Our experiments were designed to quantify fitness effect differences due to the introduction of a specific mutation into an otherwise isogenic background (i.e. GIs). To assess reproducibility of GIs, PCCs were computed between qGI values of all pairs of independent replicates.

To test reproducibility of genes, each gene’s contribution to the covariance between a pair of FASN-KO screens was computed and divided by the product of standard deviations of both given screens. The resulting three pairwise (for replicates A-B, A-C, B-C) gene-level scores were mean-summarized to a FASN qGI reproducibility score.

Reproducibility analysis of FASN interactions

We used an MCMC-based approach to measure the reproducibility of FASN GIs.

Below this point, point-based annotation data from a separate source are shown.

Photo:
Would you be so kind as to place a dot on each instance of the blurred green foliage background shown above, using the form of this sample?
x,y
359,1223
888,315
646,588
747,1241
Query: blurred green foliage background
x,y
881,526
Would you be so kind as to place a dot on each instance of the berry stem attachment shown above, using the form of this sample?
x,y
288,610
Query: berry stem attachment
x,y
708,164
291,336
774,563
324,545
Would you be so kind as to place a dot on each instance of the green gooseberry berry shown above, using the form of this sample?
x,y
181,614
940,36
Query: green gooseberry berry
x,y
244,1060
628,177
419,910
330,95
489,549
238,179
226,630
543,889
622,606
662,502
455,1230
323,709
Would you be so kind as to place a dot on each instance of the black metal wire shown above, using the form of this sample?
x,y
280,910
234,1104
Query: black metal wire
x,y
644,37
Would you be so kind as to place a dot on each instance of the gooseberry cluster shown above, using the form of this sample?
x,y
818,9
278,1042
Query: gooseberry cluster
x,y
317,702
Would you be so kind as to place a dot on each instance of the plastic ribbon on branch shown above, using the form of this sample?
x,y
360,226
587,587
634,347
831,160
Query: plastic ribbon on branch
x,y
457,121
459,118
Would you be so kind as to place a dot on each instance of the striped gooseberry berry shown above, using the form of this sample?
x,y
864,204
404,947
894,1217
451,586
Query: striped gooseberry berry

Specifically, we first independently scored the three independent FASN replicate screens and applied an FDR threshold of FDR 50% to generate positive and negative GI profiles for each of the three screens. MCMC was then used to jointly infer false negative and false positive rates, as well as a binary consensus FASN GI profile (separately for positive/negative GI). Then, using this consensus profile as a standard for evaluation (assuming pairs with posterior probability of interaction of > 0.5 as positives), we measured precision and recall statistics (averaged across the three screens) at two different cut-offs: a “standard” cut-off (absolute qGI score > 0.5 and FDR 50%) and a “stringent” cut-off (absolute qGI score > 0.7 and FDR 20%).

Precision-recall analysis

To control quality of genome-wide gRNA screens, gene-level fitness effects were estimated by computing a log2 fold-change (LFC) quantifying the drop-out between T₀ (after puromycin selection) and T₁₈ (endpoint) for each gene and mean-summarizing the respective four gRNA LFC values. Gold-standard essential (reference) and non-essential (background) gene sets were taken from Hart et al., 2015(Hart et al, 2015) and Hart et al., 2017(Hart et al, 2017). For the identification of reference genes using LFC values of a given screen was assessed by computing precision over true positive statistics.

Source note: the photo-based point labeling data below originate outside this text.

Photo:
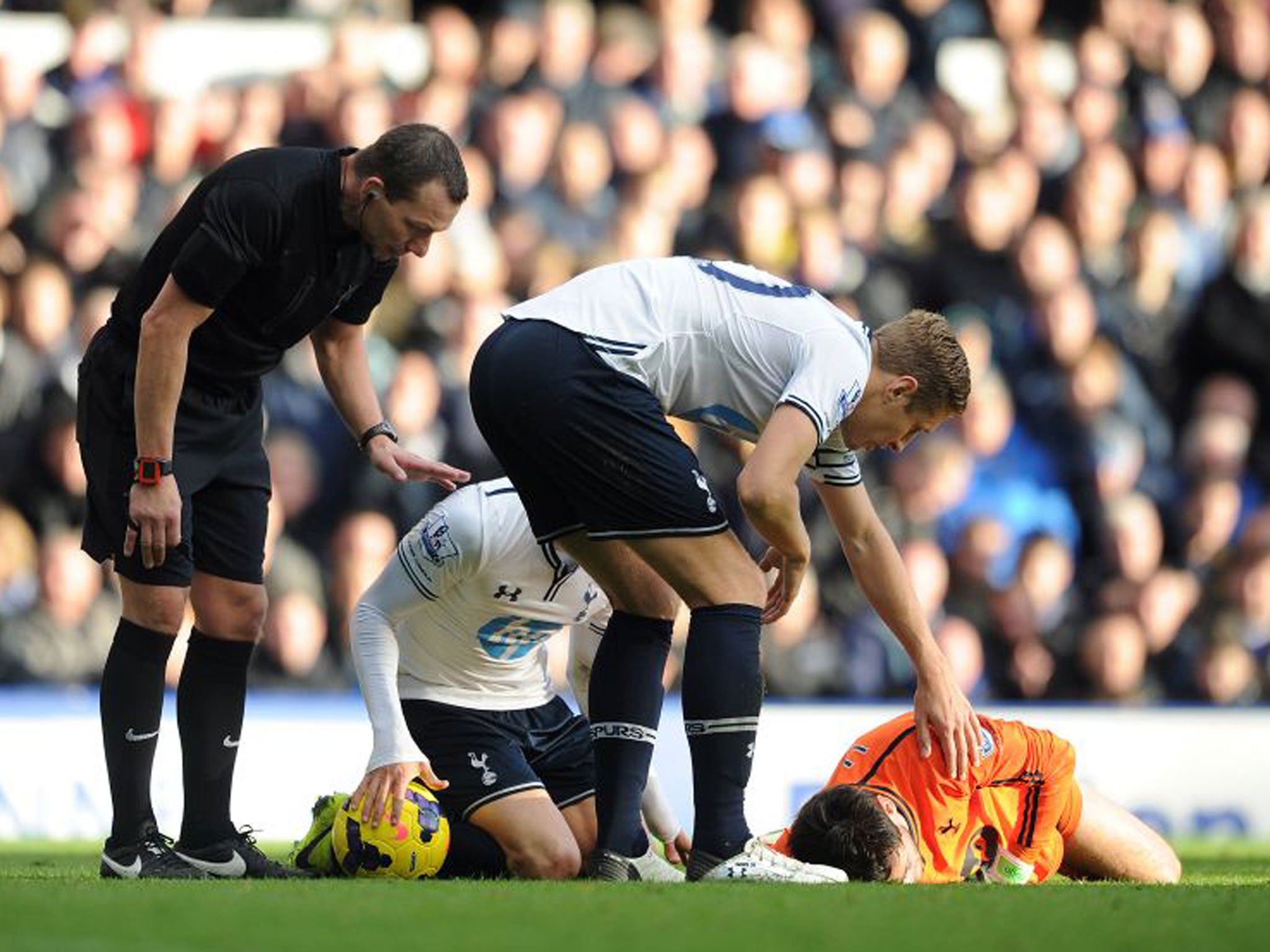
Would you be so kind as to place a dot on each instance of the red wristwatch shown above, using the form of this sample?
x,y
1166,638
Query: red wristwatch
x,y
148,470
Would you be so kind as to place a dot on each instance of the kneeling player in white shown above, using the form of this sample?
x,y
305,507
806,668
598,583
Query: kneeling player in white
x,y
450,648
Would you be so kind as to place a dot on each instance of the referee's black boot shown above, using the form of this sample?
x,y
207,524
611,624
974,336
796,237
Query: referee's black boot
x,y
149,857
238,858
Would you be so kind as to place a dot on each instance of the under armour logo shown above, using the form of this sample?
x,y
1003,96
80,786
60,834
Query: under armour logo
x,y
705,488
481,763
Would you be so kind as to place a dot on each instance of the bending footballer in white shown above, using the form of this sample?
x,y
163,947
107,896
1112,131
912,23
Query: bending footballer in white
x,y
450,648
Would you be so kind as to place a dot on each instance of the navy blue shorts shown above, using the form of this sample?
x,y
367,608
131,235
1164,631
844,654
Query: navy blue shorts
x,y
587,447
491,754
220,466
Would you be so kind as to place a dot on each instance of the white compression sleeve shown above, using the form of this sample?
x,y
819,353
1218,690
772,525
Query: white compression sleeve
x,y
375,656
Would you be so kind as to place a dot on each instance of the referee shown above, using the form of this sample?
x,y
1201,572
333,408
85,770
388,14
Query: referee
x,y
275,245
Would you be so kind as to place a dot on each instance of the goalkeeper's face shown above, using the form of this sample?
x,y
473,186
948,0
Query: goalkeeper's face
x,y
907,863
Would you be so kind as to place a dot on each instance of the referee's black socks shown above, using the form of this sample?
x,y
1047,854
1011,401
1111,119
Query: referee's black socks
x,y
131,702
210,702
625,708
723,694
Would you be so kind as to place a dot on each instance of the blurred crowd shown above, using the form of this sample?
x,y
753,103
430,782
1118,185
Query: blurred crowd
x,y
1080,187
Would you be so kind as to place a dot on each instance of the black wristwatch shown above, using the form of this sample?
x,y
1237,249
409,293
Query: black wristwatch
x,y
149,470
380,430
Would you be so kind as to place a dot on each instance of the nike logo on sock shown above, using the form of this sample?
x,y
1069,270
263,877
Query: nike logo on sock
x,y
128,873
230,868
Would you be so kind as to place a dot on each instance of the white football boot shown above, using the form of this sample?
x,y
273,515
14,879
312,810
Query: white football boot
x,y
615,867
758,862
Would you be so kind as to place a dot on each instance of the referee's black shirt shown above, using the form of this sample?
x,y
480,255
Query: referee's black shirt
x,y
262,243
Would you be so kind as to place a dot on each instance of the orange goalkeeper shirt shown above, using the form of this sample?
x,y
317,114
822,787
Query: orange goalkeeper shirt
x,y
1020,796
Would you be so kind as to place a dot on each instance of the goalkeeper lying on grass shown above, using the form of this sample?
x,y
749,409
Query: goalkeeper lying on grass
x,y
1019,818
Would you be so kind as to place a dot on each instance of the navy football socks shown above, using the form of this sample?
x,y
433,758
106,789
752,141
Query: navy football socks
x,y
723,692
625,708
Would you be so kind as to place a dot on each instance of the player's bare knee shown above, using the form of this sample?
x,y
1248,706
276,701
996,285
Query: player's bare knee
x,y
548,860
234,617
162,612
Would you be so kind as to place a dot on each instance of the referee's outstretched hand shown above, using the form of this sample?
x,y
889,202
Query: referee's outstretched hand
x,y
402,465
154,521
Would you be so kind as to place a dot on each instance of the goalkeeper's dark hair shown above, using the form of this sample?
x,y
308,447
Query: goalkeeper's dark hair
x,y
846,827
412,155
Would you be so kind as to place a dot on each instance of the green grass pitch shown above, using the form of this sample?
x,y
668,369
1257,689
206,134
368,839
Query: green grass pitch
x,y
51,899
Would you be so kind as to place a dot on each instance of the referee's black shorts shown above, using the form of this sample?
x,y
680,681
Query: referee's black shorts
x,y
218,459
587,447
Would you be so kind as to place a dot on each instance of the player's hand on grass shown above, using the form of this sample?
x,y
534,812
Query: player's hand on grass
x,y
790,570
154,521
941,710
677,850
402,465
383,790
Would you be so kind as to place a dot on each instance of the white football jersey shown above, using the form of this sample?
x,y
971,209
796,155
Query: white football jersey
x,y
475,599
722,345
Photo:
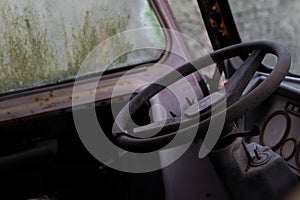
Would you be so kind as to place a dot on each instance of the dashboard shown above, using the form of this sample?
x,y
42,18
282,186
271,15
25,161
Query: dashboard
x,y
279,122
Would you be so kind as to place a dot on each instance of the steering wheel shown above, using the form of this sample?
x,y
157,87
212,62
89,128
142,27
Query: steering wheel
x,y
237,105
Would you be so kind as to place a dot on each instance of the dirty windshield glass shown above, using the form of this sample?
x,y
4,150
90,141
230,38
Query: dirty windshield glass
x,y
276,20
45,42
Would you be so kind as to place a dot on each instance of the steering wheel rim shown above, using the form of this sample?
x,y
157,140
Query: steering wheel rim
x,y
236,106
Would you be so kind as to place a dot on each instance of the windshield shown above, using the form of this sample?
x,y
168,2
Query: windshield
x,y
276,20
45,42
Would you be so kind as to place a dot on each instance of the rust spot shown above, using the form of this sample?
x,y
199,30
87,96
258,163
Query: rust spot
x,y
51,94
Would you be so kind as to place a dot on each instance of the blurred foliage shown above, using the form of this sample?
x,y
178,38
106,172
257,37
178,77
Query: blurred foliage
x,y
29,58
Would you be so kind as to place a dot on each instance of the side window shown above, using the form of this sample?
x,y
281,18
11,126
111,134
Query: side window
x,y
44,42
190,21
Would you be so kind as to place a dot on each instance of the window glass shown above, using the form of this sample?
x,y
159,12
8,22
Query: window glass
x,y
43,42
189,17
276,20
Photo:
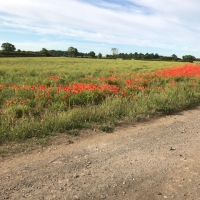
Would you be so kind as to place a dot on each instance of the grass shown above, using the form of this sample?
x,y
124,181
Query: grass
x,y
45,96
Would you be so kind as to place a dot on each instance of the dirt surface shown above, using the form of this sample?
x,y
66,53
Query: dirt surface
x,y
159,159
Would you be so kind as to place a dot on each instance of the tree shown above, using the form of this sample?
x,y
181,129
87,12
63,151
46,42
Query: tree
x,y
92,54
115,52
72,52
99,55
188,58
45,51
7,47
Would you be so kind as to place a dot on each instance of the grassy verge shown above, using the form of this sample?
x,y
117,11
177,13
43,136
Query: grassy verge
x,y
41,97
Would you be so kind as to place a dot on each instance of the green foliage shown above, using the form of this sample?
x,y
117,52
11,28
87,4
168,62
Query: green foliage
x,y
189,58
92,54
32,114
72,52
7,47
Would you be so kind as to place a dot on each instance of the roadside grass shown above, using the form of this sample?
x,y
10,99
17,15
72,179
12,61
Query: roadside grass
x,y
40,97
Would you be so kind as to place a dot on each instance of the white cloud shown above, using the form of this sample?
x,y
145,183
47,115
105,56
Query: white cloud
x,y
152,23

Functional evaluation of genetic interactions

To calculate the enrichment of metabolic GIs in different functional standards, we separated the metabolic GIs in two different sets: all (background) GI scores and high confidence (reference) GI (FDR < 0.5, |qGI| >= 0.5). Then we calculated the fold enrichment of the reference set against the background set in a particular functional standard. First, we computed the overlap of metabolic GI pairs as co-annotations in the standard. Then we divided the overlap density of the background set into the overlap density of the reference set to determine the fold enrichment. Once we got the fold enrichments, we calculated p-values on the actual overlap counts of the reference and background sets according to hypergeometric tests. We used four different functional standards: Human functional network (Greene et al, 2015), GO biological processes (Ashburner et al, 2000), Pathway (Canonical pathways from (Liberzon et al, 2011)), and HumanCyc (Romero et al, 2005).

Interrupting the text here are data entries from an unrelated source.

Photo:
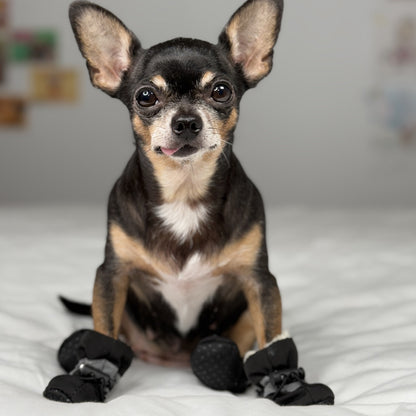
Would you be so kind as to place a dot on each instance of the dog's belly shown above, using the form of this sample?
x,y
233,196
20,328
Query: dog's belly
x,y
163,318
188,291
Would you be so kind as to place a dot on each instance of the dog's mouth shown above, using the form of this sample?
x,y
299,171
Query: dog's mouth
x,y
183,151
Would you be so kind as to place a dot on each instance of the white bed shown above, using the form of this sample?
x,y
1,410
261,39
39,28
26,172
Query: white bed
x,y
348,281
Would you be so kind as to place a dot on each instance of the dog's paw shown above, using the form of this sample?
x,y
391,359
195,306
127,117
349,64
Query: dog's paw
x,y
217,363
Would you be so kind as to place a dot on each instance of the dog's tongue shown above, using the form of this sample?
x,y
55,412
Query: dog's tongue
x,y
169,152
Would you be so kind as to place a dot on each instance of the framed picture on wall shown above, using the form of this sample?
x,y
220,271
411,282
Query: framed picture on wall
x,y
54,84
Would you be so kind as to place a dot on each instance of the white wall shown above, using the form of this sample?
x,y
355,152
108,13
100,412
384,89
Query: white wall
x,y
304,134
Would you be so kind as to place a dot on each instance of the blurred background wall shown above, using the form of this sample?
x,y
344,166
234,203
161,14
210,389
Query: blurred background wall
x,y
319,131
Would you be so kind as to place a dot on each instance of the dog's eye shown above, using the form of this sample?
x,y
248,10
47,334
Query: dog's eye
x,y
221,93
146,98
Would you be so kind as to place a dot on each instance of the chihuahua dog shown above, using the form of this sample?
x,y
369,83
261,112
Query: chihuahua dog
x,y
185,277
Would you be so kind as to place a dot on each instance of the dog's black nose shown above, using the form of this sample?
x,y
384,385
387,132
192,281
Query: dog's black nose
x,y
187,127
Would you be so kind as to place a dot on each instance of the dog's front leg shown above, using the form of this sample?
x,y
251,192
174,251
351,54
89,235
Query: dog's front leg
x,y
109,299
265,306
95,359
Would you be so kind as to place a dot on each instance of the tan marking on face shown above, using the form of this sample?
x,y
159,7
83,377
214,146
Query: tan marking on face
x,y
106,46
206,79
242,333
142,130
224,127
252,37
159,82
133,253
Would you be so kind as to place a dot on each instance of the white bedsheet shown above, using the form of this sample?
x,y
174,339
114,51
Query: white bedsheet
x,y
348,281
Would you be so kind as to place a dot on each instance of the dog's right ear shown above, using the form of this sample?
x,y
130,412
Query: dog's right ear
x,y
105,42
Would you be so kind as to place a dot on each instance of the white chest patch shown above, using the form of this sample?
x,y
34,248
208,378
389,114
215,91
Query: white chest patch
x,y
187,291
182,219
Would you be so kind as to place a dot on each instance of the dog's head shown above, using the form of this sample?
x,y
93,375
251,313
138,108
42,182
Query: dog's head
x,y
183,95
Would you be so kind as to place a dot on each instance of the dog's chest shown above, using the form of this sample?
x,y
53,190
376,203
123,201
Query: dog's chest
x,y
188,290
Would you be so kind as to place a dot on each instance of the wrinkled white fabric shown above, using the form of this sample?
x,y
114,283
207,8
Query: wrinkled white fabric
x,y
348,281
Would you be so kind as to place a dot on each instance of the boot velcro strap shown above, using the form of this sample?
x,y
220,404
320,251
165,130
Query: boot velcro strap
x,y
101,369
284,381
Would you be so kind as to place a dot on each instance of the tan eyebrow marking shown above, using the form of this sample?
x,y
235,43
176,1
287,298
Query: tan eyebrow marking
x,y
160,82
206,79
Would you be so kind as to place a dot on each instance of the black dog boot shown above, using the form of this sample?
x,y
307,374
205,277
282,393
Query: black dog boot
x,y
275,371
217,363
94,362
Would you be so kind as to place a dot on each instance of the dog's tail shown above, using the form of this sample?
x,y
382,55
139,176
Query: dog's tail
x,y
76,307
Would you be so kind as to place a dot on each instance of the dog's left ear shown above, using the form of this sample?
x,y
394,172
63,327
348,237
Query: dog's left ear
x,y
105,42
250,35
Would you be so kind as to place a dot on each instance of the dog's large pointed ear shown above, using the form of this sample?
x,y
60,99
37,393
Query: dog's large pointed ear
x,y
105,42
250,35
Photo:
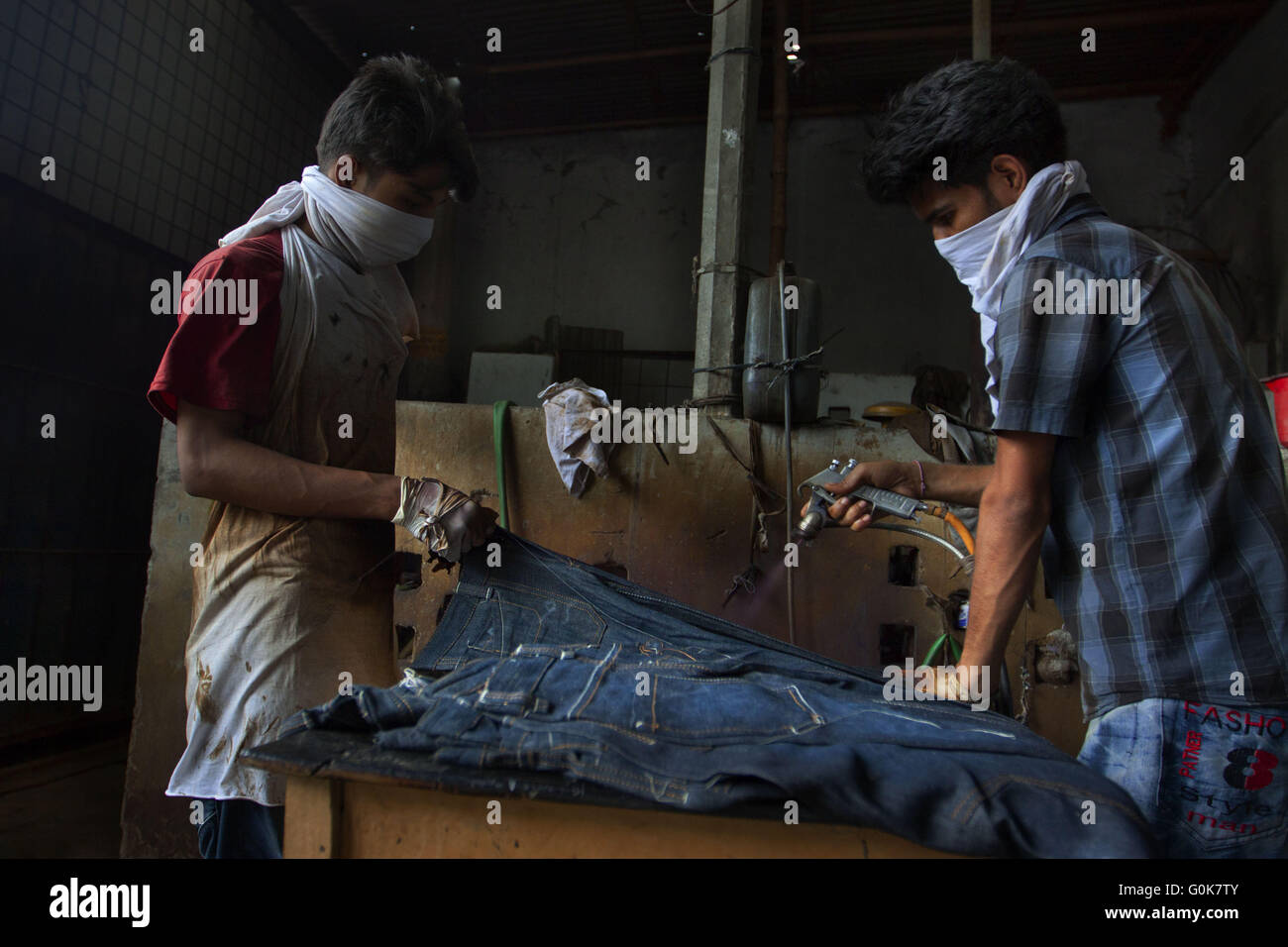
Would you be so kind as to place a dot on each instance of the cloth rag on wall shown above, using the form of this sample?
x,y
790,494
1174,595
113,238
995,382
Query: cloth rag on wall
x,y
548,664
570,424
283,605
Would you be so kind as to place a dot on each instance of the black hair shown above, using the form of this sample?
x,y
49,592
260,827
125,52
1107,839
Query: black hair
x,y
965,112
399,114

Gene ontology enrichment analysis

Gene ontology (GO) enrichment analysis for the FASN and C12orf49 GI screen and the BioID experiments were performed using the gProfileR R package using the GO-Bioprocesses, GO-Molecular Function and Reactome pathway standards. For the GI screens, enrichment analysis was performed for significant negative GIs (qGI < −0.5, FDR < 0.5), enriched pathways (p<0.05, maximum term size 100) with a similarity of > 50% were collapsed using the Cytoscape Enrichment Map function and the mean percentage overlap of hits within the term were visualized on a bar plot. For the BioID experiments, enrichment analysis was performed for significant hits (spectral counts > 10, FDR < 0.01), enriched pathways (p<0.05) with a similarity of > 50% were collapsed using the Cytoscape Enrichment Map function and the mean percentage overlap of hits within the term were visualized on a bar plot.

Statistical Analysis

For all experiments the number of technical and/or biological replicates are listed in the figure legends or text. Unless otherwise indicated, statistical significance was assessed via one or two factor ANOVA with Fisher’s Least Significant Difference test. Statistical analyses were performed using GraphPad Prism 8 (GraphPad Software, La Jolla, California, USA) or the R language programming environment.